Real-World Applicability of the Best Model:

*The real-world applicability of the best-performing model depends on its testing accuracy and the context of the dataset. If the best model shows high accuracy and the errors it makes are not critical in the application context (e.g., political analysis, prediction of voting behavior), it might be considered suitable for real-world use.

*To further improve the analysis, you could experiment with more diverse hyperparameter tuning, try different preprocessing techniques, or explore ensemble methods that combine the strengths of various models.

Reflecting on Part 3:

*This part of the assignment likely provided valuable insights into the practical aspects of model selection and hyperparameter tuning. The use of GridSearchCV with multiple models would have offered an understanding of how different models and their parameters impact performance.

*A potential challenge could have been managing the computational cost and time involved in extensive grid searches, especially with models like SVC that have multiple hyperparameters. The iterative process of tuning and evaluating models also requires careful consideration and interpretation of results.
The experience of comparing different models and seeing how theoretical principles translate into practical outcomes is both enlightening and essential for developing a deeper understanding of machine learning algorithms.


## Process Description (4 marks)
Please describe the process you used to create your code. Cite any websites or generative AI tools used. You can use the following questions as guidance:

1. Where did you source your code?

The dataset comes from the UCI Machine Learning Repository, a popular source for machine learning datasets. 
https://archive.ics.uci.edu/dataset/105/congressional+voting+records

2. In what order did you complete the steps?

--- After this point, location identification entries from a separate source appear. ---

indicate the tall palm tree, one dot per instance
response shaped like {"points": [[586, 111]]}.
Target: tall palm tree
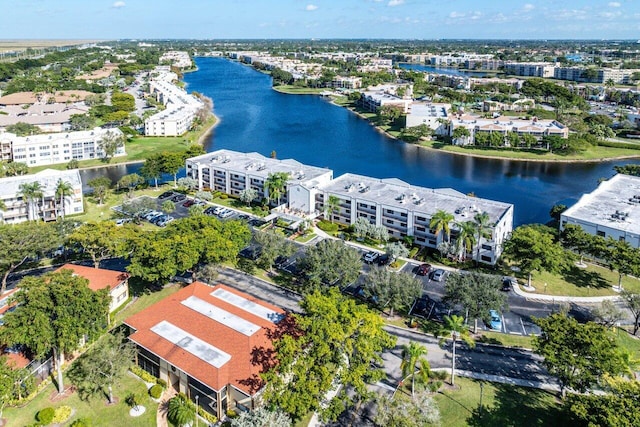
{"points": [[31, 192], [414, 363], [276, 184], [483, 227], [63, 190], [454, 325], [440, 223], [466, 237]]}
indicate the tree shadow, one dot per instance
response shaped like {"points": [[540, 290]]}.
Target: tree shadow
{"points": [[518, 406], [583, 278]]}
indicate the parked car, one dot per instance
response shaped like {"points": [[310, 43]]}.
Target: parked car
{"points": [[423, 269], [438, 275], [496, 322], [370, 257], [385, 259]]}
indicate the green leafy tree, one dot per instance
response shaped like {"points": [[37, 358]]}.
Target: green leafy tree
{"points": [[272, 246], [577, 354], [454, 326], [100, 186], [110, 142], [54, 313], [275, 185], [63, 190], [534, 250], [335, 340], [440, 223], [330, 262], [152, 168], [100, 240], [20, 242], [248, 195], [31, 192], [103, 366], [171, 164], [395, 291], [414, 363], [476, 293], [130, 182], [616, 407]]}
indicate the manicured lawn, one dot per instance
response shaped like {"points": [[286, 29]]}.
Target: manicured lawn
{"points": [[582, 282], [96, 409], [296, 90], [146, 298], [503, 405]]}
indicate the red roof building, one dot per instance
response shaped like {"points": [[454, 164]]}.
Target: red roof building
{"points": [[211, 343], [116, 281]]}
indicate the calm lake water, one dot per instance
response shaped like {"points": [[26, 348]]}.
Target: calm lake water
{"points": [[316, 132]]}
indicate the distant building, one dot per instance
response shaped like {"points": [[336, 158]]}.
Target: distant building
{"points": [[116, 281], [54, 148], [611, 210], [211, 343], [231, 172], [48, 207]]}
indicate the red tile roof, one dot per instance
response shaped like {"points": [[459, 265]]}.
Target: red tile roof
{"points": [[98, 277], [250, 355]]}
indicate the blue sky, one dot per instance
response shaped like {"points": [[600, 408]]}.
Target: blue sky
{"points": [[406, 19]]}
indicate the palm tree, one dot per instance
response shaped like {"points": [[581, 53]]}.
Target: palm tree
{"points": [[483, 227], [31, 192], [454, 325], [63, 190], [412, 355], [466, 237], [333, 204], [440, 222], [275, 184]]}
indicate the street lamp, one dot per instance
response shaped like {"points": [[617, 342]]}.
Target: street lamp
{"points": [[197, 396]]}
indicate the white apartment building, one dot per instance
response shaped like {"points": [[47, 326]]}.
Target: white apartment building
{"points": [[181, 109], [406, 210], [503, 124], [436, 116], [231, 172], [48, 207], [611, 210], [53, 148]]}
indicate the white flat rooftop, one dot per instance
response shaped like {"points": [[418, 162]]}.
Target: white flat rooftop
{"points": [[194, 345], [219, 315], [615, 203], [248, 306]]}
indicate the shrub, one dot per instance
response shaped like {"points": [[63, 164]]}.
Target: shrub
{"points": [[62, 414], [156, 391], [45, 416], [327, 226]]}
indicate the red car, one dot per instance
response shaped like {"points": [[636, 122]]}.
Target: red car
{"points": [[423, 269]]}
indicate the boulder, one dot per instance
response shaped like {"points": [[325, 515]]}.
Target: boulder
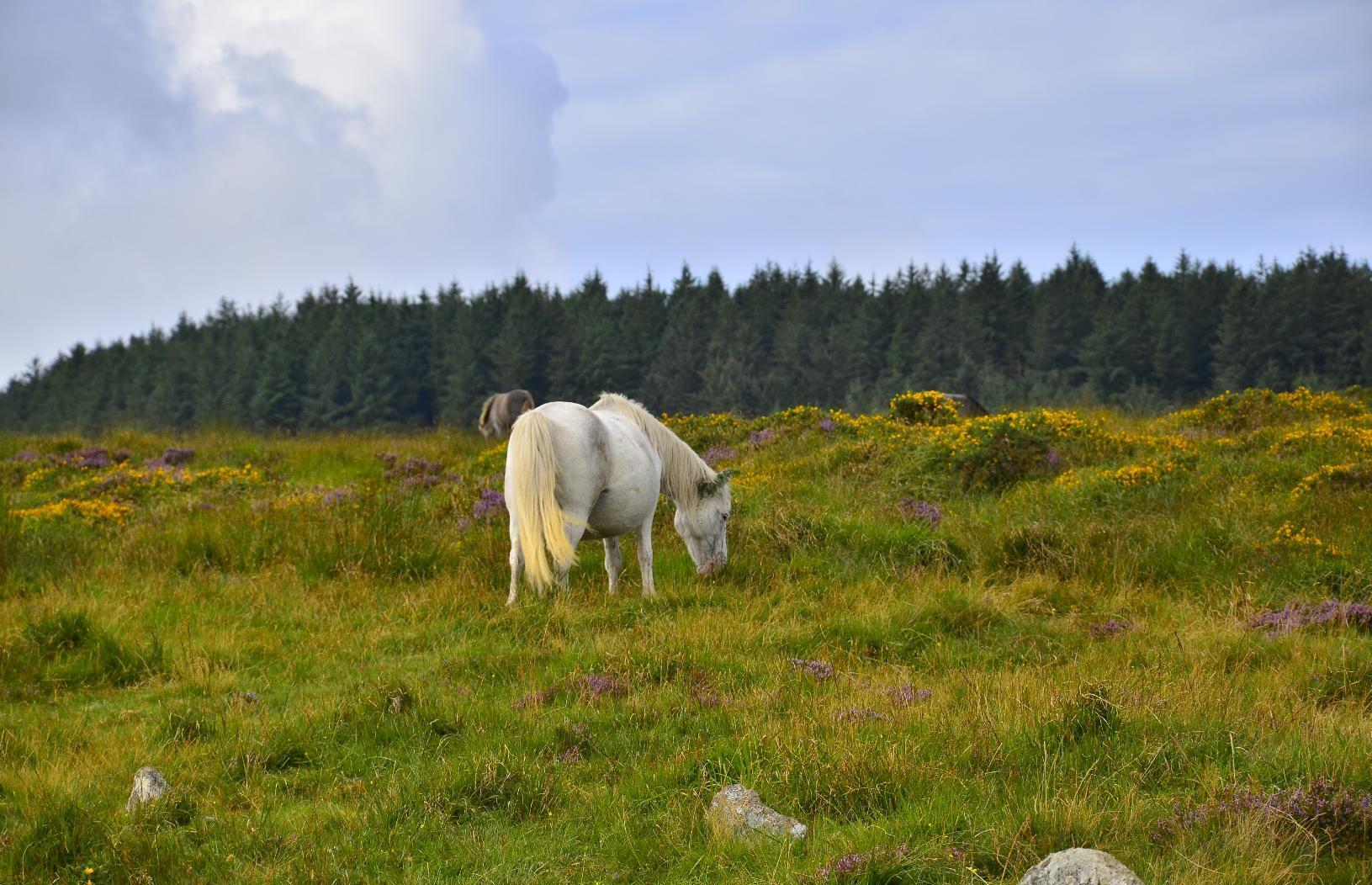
{"points": [[1080, 866], [148, 785], [739, 814]]}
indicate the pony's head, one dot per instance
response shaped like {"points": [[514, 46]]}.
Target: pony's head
{"points": [[485, 421], [702, 524]]}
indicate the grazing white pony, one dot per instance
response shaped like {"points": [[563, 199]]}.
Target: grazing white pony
{"points": [[574, 472]]}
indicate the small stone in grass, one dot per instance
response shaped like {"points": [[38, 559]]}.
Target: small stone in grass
{"points": [[148, 785], [1080, 866], [737, 813]]}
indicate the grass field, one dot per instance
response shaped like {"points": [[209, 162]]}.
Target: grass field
{"points": [[950, 648]]}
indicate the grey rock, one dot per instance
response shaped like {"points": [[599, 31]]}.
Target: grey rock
{"points": [[148, 785], [737, 813], [1080, 866]]}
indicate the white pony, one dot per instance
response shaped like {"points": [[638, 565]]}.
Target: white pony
{"points": [[574, 472]]}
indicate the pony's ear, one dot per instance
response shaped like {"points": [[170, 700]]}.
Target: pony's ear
{"points": [[710, 486]]}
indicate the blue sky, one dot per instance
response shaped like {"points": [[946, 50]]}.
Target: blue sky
{"points": [[161, 156]]}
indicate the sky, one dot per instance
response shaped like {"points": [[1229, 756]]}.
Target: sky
{"points": [[160, 156]]}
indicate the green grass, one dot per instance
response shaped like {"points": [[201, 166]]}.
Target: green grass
{"points": [[336, 692]]}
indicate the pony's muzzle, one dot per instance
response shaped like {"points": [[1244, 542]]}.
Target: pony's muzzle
{"points": [[710, 567]]}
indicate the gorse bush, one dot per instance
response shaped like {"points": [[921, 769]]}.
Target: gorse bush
{"points": [[924, 408]]}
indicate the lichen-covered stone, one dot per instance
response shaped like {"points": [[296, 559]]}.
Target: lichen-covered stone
{"points": [[737, 813], [148, 785], [1080, 866]]}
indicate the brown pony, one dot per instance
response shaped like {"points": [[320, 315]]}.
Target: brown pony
{"points": [[500, 411]]}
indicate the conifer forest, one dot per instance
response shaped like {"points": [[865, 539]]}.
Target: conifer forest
{"points": [[345, 358]]}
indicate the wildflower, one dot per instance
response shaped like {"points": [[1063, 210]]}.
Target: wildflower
{"points": [[1295, 615], [930, 406], [817, 669], [718, 454], [336, 495], [1326, 808], [489, 506], [1291, 538]]}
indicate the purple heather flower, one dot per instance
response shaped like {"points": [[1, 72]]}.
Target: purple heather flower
{"points": [[1295, 615], [489, 506], [858, 715], [921, 511], [819, 670], [855, 862], [1332, 811], [717, 454], [338, 495]]}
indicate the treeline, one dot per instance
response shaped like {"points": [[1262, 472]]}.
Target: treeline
{"points": [[342, 358]]}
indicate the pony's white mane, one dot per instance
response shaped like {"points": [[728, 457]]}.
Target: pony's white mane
{"points": [[684, 471]]}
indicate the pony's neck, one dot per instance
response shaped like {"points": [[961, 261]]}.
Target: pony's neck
{"points": [[684, 471]]}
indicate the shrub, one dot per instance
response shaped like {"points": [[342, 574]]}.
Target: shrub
{"points": [[924, 408]]}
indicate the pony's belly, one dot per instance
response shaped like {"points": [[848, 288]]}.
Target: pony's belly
{"points": [[619, 512]]}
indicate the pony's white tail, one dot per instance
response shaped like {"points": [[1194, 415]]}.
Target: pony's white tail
{"points": [[538, 517]]}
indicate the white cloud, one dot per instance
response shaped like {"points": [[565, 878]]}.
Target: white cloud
{"points": [[261, 148]]}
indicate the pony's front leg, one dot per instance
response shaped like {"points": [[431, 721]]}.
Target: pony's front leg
{"points": [[613, 563], [645, 558], [516, 564]]}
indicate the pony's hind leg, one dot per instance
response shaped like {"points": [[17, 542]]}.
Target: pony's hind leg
{"points": [[613, 563], [516, 564], [645, 556]]}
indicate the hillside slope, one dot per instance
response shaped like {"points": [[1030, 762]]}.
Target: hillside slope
{"points": [[948, 647]]}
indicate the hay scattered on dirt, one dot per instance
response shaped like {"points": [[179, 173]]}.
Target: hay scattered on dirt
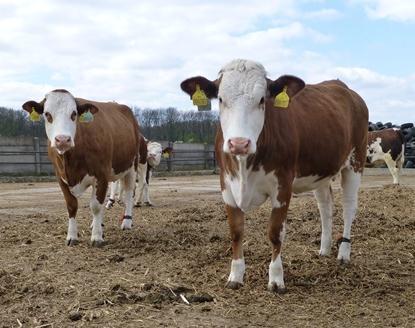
{"points": [[171, 268]]}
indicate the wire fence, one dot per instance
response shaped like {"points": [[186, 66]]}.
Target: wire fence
{"points": [[37, 162]]}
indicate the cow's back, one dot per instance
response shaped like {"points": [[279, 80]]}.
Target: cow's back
{"points": [[111, 139], [331, 125]]}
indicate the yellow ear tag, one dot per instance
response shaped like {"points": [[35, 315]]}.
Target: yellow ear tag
{"points": [[282, 99], [86, 117], [34, 115], [199, 97]]}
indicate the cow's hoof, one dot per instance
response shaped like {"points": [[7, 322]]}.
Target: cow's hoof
{"points": [[126, 225], [233, 285], [72, 242], [274, 288], [324, 253], [97, 243], [343, 262]]}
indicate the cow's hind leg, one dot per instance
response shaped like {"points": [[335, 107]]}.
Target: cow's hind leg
{"points": [[113, 189], [146, 191], [350, 184], [393, 168], [128, 185], [97, 208], [236, 225], [72, 207], [324, 199]]}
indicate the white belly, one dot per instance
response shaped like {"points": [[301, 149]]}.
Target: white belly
{"points": [[309, 183], [250, 189], [79, 189]]}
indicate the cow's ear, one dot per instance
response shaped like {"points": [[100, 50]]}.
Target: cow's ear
{"points": [[210, 88], [292, 83], [87, 107], [31, 105]]}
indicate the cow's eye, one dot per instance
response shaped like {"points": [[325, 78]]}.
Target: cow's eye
{"points": [[49, 117]]}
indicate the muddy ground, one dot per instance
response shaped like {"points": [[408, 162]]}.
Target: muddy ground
{"points": [[181, 247]]}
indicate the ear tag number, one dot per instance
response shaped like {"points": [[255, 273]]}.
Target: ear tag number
{"points": [[199, 97], [86, 117], [282, 99], [34, 115]]}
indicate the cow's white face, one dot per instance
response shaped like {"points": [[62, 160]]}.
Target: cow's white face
{"points": [[242, 91], [154, 153], [60, 113]]}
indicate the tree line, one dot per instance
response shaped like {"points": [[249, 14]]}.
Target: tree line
{"points": [[156, 124]]}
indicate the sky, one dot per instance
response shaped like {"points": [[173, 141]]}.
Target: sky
{"points": [[138, 52]]}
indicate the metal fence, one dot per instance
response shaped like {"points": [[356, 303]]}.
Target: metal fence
{"points": [[27, 159]]}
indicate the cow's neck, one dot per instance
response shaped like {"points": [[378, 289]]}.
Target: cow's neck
{"points": [[68, 167]]}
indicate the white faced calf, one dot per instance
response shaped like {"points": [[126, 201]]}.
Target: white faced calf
{"points": [[90, 153], [282, 137]]}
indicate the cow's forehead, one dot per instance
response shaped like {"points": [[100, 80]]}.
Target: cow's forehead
{"points": [[242, 78], [154, 147], [60, 101]]}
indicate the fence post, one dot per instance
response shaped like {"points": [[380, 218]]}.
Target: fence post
{"points": [[206, 156], [36, 145], [169, 159]]}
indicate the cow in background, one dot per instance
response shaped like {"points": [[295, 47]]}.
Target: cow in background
{"points": [[144, 173], [281, 137], [148, 161], [104, 148], [387, 145]]}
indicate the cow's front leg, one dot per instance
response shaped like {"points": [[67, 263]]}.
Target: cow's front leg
{"points": [[128, 182], [97, 208], [141, 169], [146, 195], [276, 233], [72, 207], [325, 205], [236, 222]]}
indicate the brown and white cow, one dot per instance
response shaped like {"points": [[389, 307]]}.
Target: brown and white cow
{"points": [[387, 145], [89, 154], [144, 172], [271, 152]]}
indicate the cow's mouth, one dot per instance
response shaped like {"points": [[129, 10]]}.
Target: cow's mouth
{"points": [[63, 149]]}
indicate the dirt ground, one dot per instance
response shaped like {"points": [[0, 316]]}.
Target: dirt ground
{"points": [[178, 252]]}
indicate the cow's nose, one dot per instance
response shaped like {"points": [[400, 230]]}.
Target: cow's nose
{"points": [[239, 146], [62, 140]]}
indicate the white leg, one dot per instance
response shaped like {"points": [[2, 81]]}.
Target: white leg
{"points": [[276, 274], [276, 271], [128, 186], [350, 184], [325, 206], [111, 200], [121, 199], [97, 221], [391, 164], [146, 192], [237, 271], [141, 176], [72, 236]]}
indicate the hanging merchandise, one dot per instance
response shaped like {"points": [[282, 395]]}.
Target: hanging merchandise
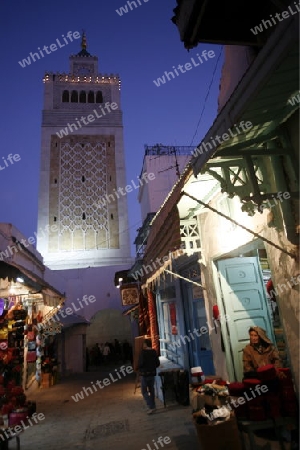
{"points": [[172, 309]]}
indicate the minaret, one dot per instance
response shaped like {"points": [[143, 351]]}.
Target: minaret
{"points": [[82, 216]]}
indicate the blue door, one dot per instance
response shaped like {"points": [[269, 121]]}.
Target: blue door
{"points": [[242, 297]]}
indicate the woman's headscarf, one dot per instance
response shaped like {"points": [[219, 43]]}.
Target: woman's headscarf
{"points": [[261, 333]]}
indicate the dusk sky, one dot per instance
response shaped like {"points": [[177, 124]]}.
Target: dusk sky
{"points": [[140, 46]]}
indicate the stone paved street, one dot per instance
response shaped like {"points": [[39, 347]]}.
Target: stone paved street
{"points": [[112, 418]]}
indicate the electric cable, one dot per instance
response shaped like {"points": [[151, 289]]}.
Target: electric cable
{"points": [[208, 92]]}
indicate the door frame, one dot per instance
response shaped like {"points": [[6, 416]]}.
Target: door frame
{"points": [[253, 246]]}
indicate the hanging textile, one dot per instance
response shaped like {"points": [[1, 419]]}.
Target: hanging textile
{"points": [[153, 322], [144, 327]]}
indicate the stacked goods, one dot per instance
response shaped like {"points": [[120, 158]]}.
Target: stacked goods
{"points": [[217, 429], [214, 394], [15, 407]]}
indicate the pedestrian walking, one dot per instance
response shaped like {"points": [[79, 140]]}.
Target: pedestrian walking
{"points": [[147, 365]]}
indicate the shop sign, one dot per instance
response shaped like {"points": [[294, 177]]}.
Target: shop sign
{"points": [[129, 294]]}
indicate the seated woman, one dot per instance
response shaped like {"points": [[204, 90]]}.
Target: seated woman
{"points": [[260, 352]]}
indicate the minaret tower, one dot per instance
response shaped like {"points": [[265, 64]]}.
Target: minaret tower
{"points": [[82, 216]]}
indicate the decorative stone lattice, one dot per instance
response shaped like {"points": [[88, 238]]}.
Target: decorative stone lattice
{"points": [[82, 172], [82, 168]]}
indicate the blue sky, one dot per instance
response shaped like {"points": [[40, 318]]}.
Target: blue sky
{"points": [[140, 46]]}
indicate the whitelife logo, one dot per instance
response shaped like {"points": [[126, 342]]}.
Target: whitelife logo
{"points": [[53, 47], [124, 9]]}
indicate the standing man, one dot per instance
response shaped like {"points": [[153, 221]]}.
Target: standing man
{"points": [[147, 365]]}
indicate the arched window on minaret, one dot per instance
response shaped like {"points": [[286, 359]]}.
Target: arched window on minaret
{"points": [[65, 97], [99, 97], [82, 97], [74, 97], [91, 97]]}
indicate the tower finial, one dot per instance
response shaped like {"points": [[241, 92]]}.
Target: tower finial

*Data Loading: The first step involved fetching and loading the dataset using the ucimlrepo package.

*Data Preprocessing: This included handling missing values, encoding categorical variables, and preparing the dataset for modeling.

*Model Selection and Setup: Selection of models (RandomForest, Logistic Regression, and SVC) for testing, along with setting up pipelines for each.

*Hyperparameter Tuning: Implementing GridSearchCV for each model to find the best parameters.
Model Evaluation: Assessing model performance using accuracy and other metrics like confusion matrix and classification report on the testing set.

3. If you used generative AI, what prompts did you use? Did you need to modify the code at all? Why or why not?

* Yes, ChatGpt was used to understand the requirements and implementation better. 
* The prompts were the instructions and queries regarding the implementation of the machine learning models depending on the requirements.
* The Modifications were done for specific details like the target variable and feature selection were based on assumptions and might need adjustment according to the exact dataset and task.

4. Did you have any challenges? If yes, what were they? If not, what helped you to be successful?

* Lack of Specific Details: The primary challenge was the lack of specific details about the target variable and features in your dataset. Assumptions were made for these, which might not align perfectly with your actual use case.


## Reflection (2 marks)
Include a sentence or two about:
- what you liked or disliked,
- found interesting, confusing, challenging, motivating
while working on this assignment.

* Liked the implementation of the multiple Machine Learning Models.

* While working on this assignment, I found it interesting and motivating to help with a machine learning task involving code generation. 

* Challenges include understanding the best practices for data preprocessing, selecting appropriate models, and tuning parameters for optimal performance.